Visiting wellness resort? Don’t expect GST relief
MUMBAI: At the crack of dawn, you will invariably find guests at any naturopathy resort performing ‘pranayama’ (deep breathing) on lush lawns. Typically, additional yoga exercises, ayurvedic treatments, massages, et al, as prescribed by the resort’s medical practitioners, would fill up a guest’s daily schedule.
At the end of this idyllic stay, it is likely that the guest would be handed over a bill replete with a goods and service tax (GST) levy of, say 18%, depending on the room tariff. In several cases, various benches of the Authority for Advance Rulings (AAR) have held that such wellness resorts that offer naturopathy services too do not fall within the classification of a GST-exempt clinical establishment.
The reason: The wellness resorts provide a composite supply that attracts a GST levy. Recently, the Appellate Authority for Advance Rulings (AAAR) in Uttarakhand state, in the case of Corbett Nature Reserve which housed a naturopathy centre, held that it cannot be treated as a clinical establishment. The AAAR upheld the ruling given earlier by the AAR.

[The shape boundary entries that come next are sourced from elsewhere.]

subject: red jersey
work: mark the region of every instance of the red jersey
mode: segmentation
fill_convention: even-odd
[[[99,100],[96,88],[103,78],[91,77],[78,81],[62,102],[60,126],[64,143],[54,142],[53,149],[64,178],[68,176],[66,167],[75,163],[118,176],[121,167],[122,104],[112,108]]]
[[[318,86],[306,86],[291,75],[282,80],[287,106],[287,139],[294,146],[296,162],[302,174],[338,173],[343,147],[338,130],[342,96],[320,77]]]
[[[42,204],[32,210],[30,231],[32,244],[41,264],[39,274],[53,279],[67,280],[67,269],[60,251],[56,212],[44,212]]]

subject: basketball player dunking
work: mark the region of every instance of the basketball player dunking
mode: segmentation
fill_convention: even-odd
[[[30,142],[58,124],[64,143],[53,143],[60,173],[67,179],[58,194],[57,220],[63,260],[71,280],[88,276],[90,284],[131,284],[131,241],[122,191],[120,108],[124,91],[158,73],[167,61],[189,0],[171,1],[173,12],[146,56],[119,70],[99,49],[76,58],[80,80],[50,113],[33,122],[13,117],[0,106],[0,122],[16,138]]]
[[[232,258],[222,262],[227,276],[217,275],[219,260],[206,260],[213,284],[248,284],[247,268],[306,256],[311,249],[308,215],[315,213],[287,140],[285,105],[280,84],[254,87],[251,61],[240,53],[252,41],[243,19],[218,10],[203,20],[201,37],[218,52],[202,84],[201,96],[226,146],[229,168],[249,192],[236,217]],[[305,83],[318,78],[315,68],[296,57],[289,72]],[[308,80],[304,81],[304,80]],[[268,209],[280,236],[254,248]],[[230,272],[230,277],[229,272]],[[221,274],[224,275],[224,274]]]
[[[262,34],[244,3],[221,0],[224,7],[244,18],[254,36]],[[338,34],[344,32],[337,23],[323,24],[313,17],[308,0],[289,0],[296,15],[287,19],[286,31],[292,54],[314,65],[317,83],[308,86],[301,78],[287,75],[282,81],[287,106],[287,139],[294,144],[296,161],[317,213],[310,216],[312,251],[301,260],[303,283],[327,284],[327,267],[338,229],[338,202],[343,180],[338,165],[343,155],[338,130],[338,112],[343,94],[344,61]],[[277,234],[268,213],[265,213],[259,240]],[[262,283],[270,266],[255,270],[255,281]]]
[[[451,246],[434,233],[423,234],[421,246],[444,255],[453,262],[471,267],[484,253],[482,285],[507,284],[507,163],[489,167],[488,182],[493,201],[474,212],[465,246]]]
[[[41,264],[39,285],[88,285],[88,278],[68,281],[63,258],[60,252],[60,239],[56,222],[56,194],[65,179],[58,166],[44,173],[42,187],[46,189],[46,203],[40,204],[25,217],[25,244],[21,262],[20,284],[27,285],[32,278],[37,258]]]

In this case, the applicant had submitted that healthcare services provided by an independent unit within the resort—Aahana Naturopathy Centre—is a cli- nical establishment, which offers nature cure and yoga therapies. It has an authorised medical practitioner on its rolls and the facilities offered by this unit are available not just to in-house customers but are open to all. The centre is registered under the Clinical Establishment Act, 2010.
Based on these facts, the contention was that it qualified as a clinical establishment and should be eligible for exemption as a ‘healthcare services’ supplier according to entry 74 of notification 12/2017. However, the AAAR observed that Corbett Nature Reserve had advertised and marketed its accommodation service as its main service and naturopathy as an additional service.